February 4, 2021
The U.S. Supreme Court in Washington. (Photo: AP)
U.S. Supreme Court is making it harder for a multimillion-dollar lawsuit involving centuries-old religious artworks obtained by the Nazis from Jewish art dealers to continue in American courts.
The court ruled unanimously Wednesday in a case involving the 1935 sale of a collection of medieval Christian artwork called the Guelph Treasure.
The heirs of the art dealers contended the sale of the works, now said to be worth at least $250 million, was done under pressure. Germany disagreed and argued that the case did not belong in the American legal system.
The justices said the heirs had not at this point shown that federal law allowed them to bring their case in U.S. courts. The court sent the case back for additional arguments.
Writing for the court, Chief Justice John Roberts said that law does not cover what a foreign country does to property belonging to its own citizens within its own borders.
"As a nation, we would be surprised - and might even initiate reciprocal action - if a court in Germany adjudicated claims by Americans that they were entitled to hundreds of millions of dollars because of human rights violations committed by the United States government years ago," Roberts wrote.
A visitor looks at the the cupola reliquary of the Guelph Treasure in Berlin. (Photo: TPS)
"There is no reason to anticipate that Germany's reaction would be any different were American courts to exercise the jurisdiction claimed in this case," Roberts added.

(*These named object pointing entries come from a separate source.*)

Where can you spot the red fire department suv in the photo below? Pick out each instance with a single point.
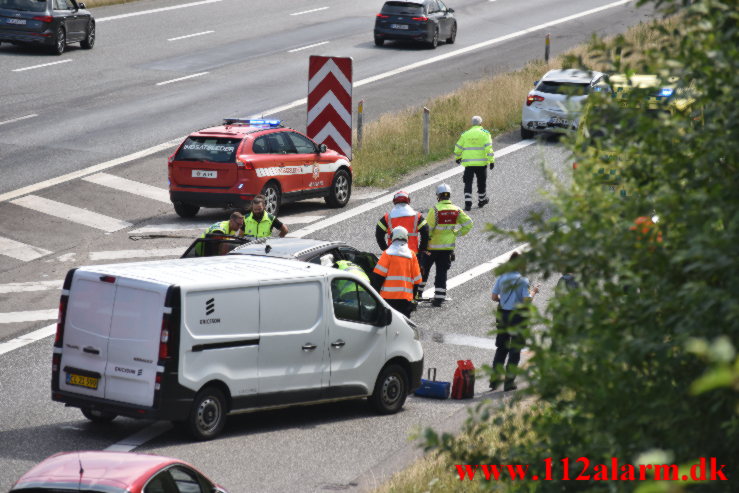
(227, 165)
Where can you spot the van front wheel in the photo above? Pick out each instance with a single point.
(208, 414)
(391, 389)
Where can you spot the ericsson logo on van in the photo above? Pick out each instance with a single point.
(210, 307)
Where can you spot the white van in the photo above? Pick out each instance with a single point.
(192, 340)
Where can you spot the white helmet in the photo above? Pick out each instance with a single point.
(443, 188)
(400, 233)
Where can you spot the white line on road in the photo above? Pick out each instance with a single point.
(29, 316)
(180, 78)
(42, 65)
(154, 11)
(20, 251)
(308, 47)
(124, 254)
(19, 342)
(130, 186)
(23, 287)
(19, 119)
(309, 11)
(71, 213)
(190, 36)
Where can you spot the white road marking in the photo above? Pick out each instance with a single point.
(130, 186)
(42, 65)
(29, 316)
(88, 171)
(20, 251)
(23, 287)
(19, 342)
(19, 119)
(124, 254)
(180, 78)
(308, 47)
(309, 11)
(141, 437)
(385, 199)
(154, 11)
(190, 36)
(71, 213)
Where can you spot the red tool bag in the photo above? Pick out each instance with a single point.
(463, 385)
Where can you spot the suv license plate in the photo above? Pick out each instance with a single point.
(198, 173)
(82, 381)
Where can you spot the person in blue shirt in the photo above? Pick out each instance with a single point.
(509, 291)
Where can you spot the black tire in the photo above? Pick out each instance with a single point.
(341, 189)
(434, 39)
(186, 210)
(208, 414)
(453, 35)
(98, 417)
(272, 198)
(60, 41)
(391, 390)
(89, 41)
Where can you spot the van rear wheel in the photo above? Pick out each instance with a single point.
(391, 389)
(99, 417)
(208, 414)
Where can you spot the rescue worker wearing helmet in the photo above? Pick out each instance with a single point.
(446, 222)
(402, 214)
(397, 275)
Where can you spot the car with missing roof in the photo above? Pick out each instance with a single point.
(114, 472)
(227, 165)
(50, 23)
(555, 103)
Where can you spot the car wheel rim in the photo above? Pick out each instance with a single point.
(209, 414)
(391, 390)
(342, 188)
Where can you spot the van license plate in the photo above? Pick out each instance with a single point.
(82, 381)
(197, 173)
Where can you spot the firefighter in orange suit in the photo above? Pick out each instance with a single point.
(397, 274)
(402, 214)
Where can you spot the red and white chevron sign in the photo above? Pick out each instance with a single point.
(330, 102)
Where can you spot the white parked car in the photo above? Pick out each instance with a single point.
(555, 103)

Because of that ruling, the Supreme Court also sent a similar case involving a group of Hungarian Holocaust survivors back to a lower court. They were seeking to be compensated for property taken from them and their families when they were forced to board trains to concentration camps.
The Prussian foundation's own investigation found that the sale was a "voluntary, fair-market transaction," and a German commission that looks into Nazi-looted art agreed that it was not made under duress and the price reflected the Great Depression's effect on the art market.